P53Arg72Pro genetic polymorphism might be considered an important prognostic tool for invasive tumors versus superficial types of bladder cancer and could represent a useful parameter in bladder cancer surveillance or EORTC scale of prediction progression and recurrences of bladder cancer [24,25].
P53 is well-known as a supressor oncogene responsible for apoptotic processes, cell senescence, proliferation and control [26]. Its genetic mutation is frequently involved in various carcinogenetic processes including bladder malignancies [27].
miRNA
MiRNAs are non coding small molecules made of 19–22 nucleotides involved in gene regulation and part of various malignancies ethiopathogenesis. miRNAs might correlate malignancies with clinical evolution, prognosis or survival rates [28].

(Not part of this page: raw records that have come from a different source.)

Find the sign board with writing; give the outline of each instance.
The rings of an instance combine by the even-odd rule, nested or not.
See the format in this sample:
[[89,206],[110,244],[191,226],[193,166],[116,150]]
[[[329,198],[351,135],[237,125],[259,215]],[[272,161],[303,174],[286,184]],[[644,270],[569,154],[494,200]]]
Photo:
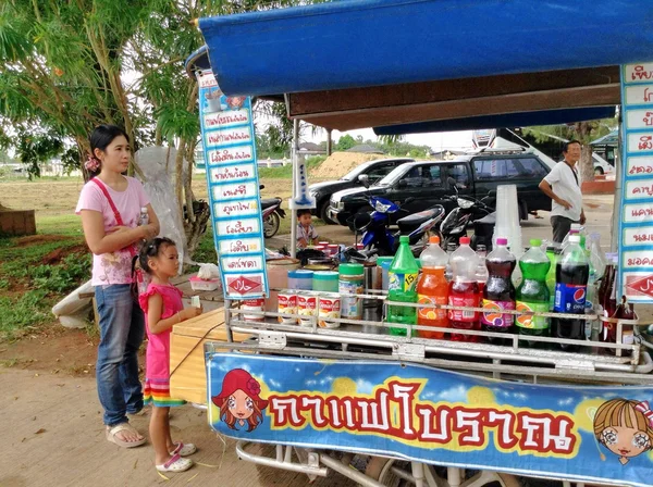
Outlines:
[[213,237],[229,299],[269,292],[256,137],[249,97],[226,97],[210,71],[198,73],[201,140]]
[[619,289],[653,302],[653,63],[621,66],[624,171]]
[[554,387],[406,363],[237,353],[210,354],[207,367],[209,424],[232,438],[651,485],[651,387]]

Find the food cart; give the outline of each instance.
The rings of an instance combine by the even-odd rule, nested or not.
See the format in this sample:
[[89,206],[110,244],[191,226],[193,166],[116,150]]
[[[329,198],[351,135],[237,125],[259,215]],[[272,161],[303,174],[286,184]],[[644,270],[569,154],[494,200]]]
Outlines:
[[[618,8],[586,0],[348,1],[200,20],[208,50],[194,54],[189,66],[200,72],[200,88],[221,90],[225,102],[227,96],[284,100],[295,121],[341,130],[372,126],[405,134],[578,122],[607,116],[616,104],[636,113],[651,101],[643,90],[653,70],[642,61],[651,58],[652,18],[653,7],[634,0]],[[641,86],[629,90],[628,75]],[[236,112],[220,122],[211,113],[229,103],[209,105],[214,97],[200,102],[202,128],[215,124],[213,140],[225,135],[233,143],[215,149],[212,160],[206,150],[207,167],[250,163],[252,127],[237,130],[251,123],[242,111],[248,99],[237,100]],[[618,183],[630,183],[619,172],[633,174],[628,159],[638,151],[642,159],[632,167],[644,167],[643,174],[653,167],[653,146],[642,138],[648,134],[638,114],[625,126],[634,146],[625,145]],[[205,132],[205,140],[210,136]],[[237,177],[243,167],[222,174],[235,170]],[[293,221],[296,209],[310,205],[300,164],[295,176]],[[641,340],[621,342],[623,327],[637,329],[639,323],[613,323],[617,344],[534,337],[542,348],[525,346],[518,335],[494,346],[393,336],[384,320],[336,319],[337,327],[321,327],[317,316],[291,314],[291,321],[304,319],[298,326],[287,313],[247,302],[273,291],[257,253],[257,214],[245,204],[249,223],[220,216],[226,193],[212,177],[230,342],[206,346],[207,404],[211,426],[238,439],[242,459],[310,478],[334,470],[366,486],[514,486],[519,477],[651,485],[653,362]],[[226,188],[227,199],[257,198],[256,176],[248,183],[241,192]],[[650,225],[651,203],[629,200],[620,187],[617,192],[615,213],[634,215],[630,222],[616,217],[613,238],[621,241],[627,232]],[[224,224],[221,232],[221,222],[232,222],[231,228]],[[251,230],[236,247],[234,225]],[[651,271],[639,261],[628,265],[628,259],[651,249],[630,245],[634,253],[626,255],[629,245],[620,246],[619,286],[645,302]],[[389,305],[380,292],[358,298],[377,301],[378,310]],[[236,344],[234,333],[254,339]],[[546,347],[560,341],[581,351]],[[276,454],[251,452],[256,442],[275,445]]]

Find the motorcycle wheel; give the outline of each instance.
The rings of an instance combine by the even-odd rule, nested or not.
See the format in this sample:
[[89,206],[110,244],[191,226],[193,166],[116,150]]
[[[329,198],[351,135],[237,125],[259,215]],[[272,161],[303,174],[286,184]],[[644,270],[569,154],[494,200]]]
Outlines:
[[266,220],[263,220],[263,236],[266,238],[274,237],[276,232],[279,232],[279,224],[281,223],[281,218],[276,214],[276,212],[272,212],[268,215]]

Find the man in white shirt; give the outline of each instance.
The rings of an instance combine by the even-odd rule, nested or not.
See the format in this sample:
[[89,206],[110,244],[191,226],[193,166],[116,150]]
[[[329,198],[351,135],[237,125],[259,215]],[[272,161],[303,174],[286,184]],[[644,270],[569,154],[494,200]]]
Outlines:
[[565,159],[558,162],[540,183],[540,189],[553,200],[551,225],[553,241],[557,242],[565,239],[572,223],[583,225],[586,222],[582,193],[576,172],[576,163],[580,160],[580,142],[571,140],[565,143],[563,155]]

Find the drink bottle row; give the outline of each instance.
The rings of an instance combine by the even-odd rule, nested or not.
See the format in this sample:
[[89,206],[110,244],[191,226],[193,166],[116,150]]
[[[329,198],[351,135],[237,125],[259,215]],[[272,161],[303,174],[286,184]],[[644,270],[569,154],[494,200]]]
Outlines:
[[[545,252],[541,240],[530,240],[530,249],[518,262],[508,250],[505,238],[497,238],[494,250],[485,254],[484,248],[479,246],[473,251],[469,238],[461,237],[460,246],[447,254],[441,249],[439,238],[431,237],[430,245],[420,255],[421,272],[407,240],[402,238],[390,266],[390,301],[484,310],[476,312],[390,305],[386,316],[389,323],[451,329],[447,333],[412,329],[414,336],[512,345],[510,337],[456,333],[466,329],[500,335],[518,333],[523,336],[520,345],[532,348],[551,347],[546,342],[529,339],[533,336],[616,342],[616,327],[609,323],[602,326],[600,321],[578,316],[550,319],[504,311],[552,311],[570,315],[599,313],[606,317],[634,317],[632,305],[627,305],[625,299],[620,304],[617,303],[616,254],[608,254],[606,264],[599,235],[592,234],[587,242],[582,228],[576,225],[559,249],[549,247]],[[515,286],[517,265],[520,282]],[[406,329],[391,327],[391,334],[405,335]],[[631,327],[624,326],[624,342],[628,342]],[[556,342],[554,348],[576,351],[580,346]]]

Studying bladder cancer etiopathogenesis has proven that miRNA-222 is correlated with the presence of in situ carcinoma, progression rate, fast evolution and poor survival rate [29].
miRNA -143 is also prognostic biomarker correlated with survival rates in bladder malignancies [30].
MiRNA-145 is involved in bladder cancer and might represent an important diagnostic biomarker in low grade, non muscle invasive bladder cancers [30]. MiRNA-21 is up-regulated in high grade bladder cancer and might represent a trustable diagnosis biomarker which can differentiate high grade bladder cancer from low grade [30,31,32,33].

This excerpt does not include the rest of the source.